Wazni stressed that “there is no need to fear for the Lebanese banking sector, especially since the Parliament passed legislations which comply with high international standards, and the banking sector is fully committed to the decision of sanctions and the Parliament legislations are in line with international legislations, and the Central Bank issues circulars in this regard.”Billingslea was keen, in a press conference held at the end of his visit, to note that “the law of preventing the international funding of Hezbollah does not target the Shiite community, but (it targets) the financial activities of Hezbollah all over the world, and it is important to distinguish between the Shiite community and the party and make sure that the (Shiite) community is treated fairly, and that its members can have banking services like everybody else.”Arab News asked Hareth Suleiman, a political science professor at the Lebanese University and a member of the Independent Shiite Group, about the possibility of distinguishing between the Shiite community and Hezbollah in Lebanon and about the effects of the American sanctions on Shiites.
“It is hard to say that the Shiites have nothing to do with the two Shiite political groups: Hezbollah and Amal.

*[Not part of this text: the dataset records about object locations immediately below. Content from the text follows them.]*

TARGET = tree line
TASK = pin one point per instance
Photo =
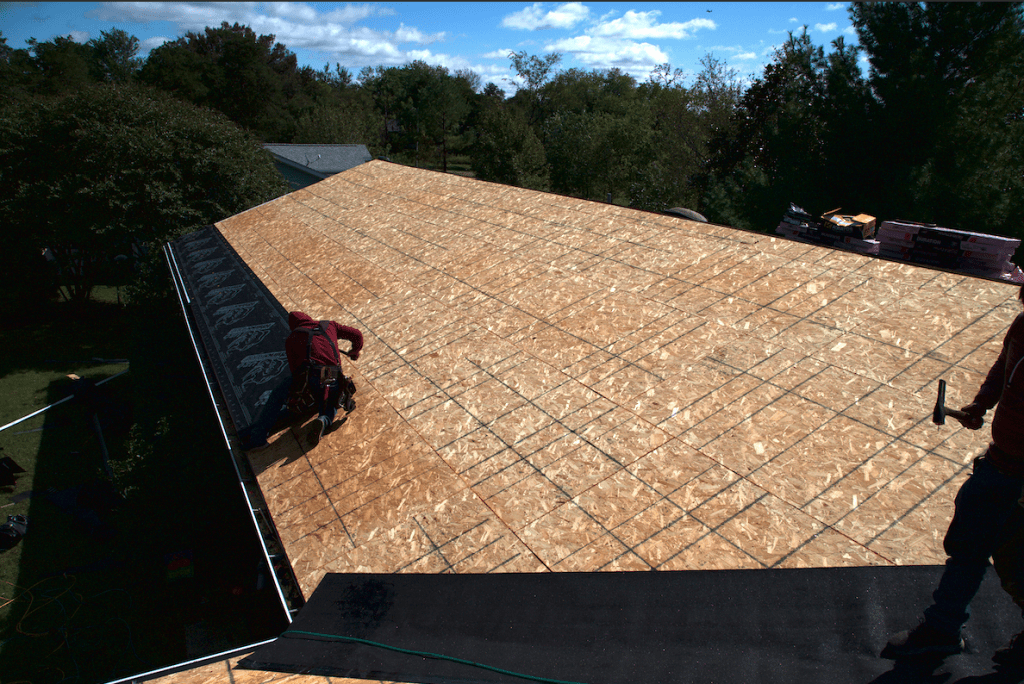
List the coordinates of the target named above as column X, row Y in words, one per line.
column 933, row 132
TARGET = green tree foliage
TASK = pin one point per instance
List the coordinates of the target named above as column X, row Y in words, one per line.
column 251, row 79
column 795, row 127
column 946, row 114
column 508, row 151
column 535, row 73
column 116, row 169
column 421, row 110
column 685, row 120
column 60, row 66
column 115, row 56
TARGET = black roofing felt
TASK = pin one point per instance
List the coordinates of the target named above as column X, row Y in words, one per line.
column 241, row 324
column 741, row 627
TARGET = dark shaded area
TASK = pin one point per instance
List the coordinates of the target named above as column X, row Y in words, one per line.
column 742, row 627
column 242, row 326
column 162, row 564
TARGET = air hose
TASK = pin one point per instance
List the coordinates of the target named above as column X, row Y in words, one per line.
column 436, row 656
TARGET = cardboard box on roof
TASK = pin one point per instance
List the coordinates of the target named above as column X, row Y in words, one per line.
column 858, row 225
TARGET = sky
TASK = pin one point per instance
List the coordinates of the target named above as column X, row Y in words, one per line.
column 478, row 36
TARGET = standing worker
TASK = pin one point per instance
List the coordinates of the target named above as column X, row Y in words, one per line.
column 315, row 364
column 983, row 507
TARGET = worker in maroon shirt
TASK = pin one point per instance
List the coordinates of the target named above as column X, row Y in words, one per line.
column 987, row 520
column 314, row 359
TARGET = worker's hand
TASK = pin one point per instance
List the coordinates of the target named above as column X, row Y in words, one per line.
column 976, row 417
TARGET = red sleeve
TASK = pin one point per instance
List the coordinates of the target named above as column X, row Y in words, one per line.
column 991, row 389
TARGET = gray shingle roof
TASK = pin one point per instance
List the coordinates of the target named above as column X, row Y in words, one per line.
column 324, row 160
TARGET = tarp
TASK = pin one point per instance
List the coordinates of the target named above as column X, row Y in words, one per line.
column 741, row 627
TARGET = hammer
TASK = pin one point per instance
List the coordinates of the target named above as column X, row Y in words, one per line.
column 940, row 413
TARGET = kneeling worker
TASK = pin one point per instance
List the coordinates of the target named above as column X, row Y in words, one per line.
column 315, row 364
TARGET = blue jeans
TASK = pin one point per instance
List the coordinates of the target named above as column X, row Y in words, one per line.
column 327, row 408
column 984, row 505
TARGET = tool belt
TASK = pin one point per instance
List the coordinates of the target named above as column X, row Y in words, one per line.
column 327, row 374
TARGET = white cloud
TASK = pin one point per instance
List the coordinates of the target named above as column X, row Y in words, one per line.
column 637, row 26
column 605, row 53
column 535, row 18
column 498, row 54
column 150, row 43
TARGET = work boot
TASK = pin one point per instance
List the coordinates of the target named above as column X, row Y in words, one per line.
column 922, row 640
column 316, row 429
column 1012, row 655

And I do not think there is a difference in the issue of money-laundering between Hezbollah and Amal, and I have enough information and allegations about this, because money-laundering is going on in full swing within these two Shiite groups, and the creation of a safe haven for Shiites, away from the two groups, has many constraints due to the scarcity of potentials and the sense that the third group of Shiites is left without allies or support, and therefore the identification between the Hezbollah and Amal on the one side, and the ordinary Shiite citizen will continue because it is the stronger image.”
“The Shiite community has experienced similar crises at the time of hostage-taking, and the Lebanese Shiites were treated differently by the countries of the world, starting from reaching the airports until crossing to other countries,” Wazni said. “The most dangerous thing now is if Hezbollah reaches a position, through the new electoral law, where it could hold the decision of the Parliament, the government, the security services, the Ministry of Justice and the military court. Then, the distinction between Lebanon and Hezbollah would be difficult.”“To be able to distinguish between Hezbollah and other Shiites, we need facts that will control the boundaries of Hezbollah dominance,” he said. “If it’s left unchecked, the crisis would be felt by any Shiite citizen who wants to deal with the world.”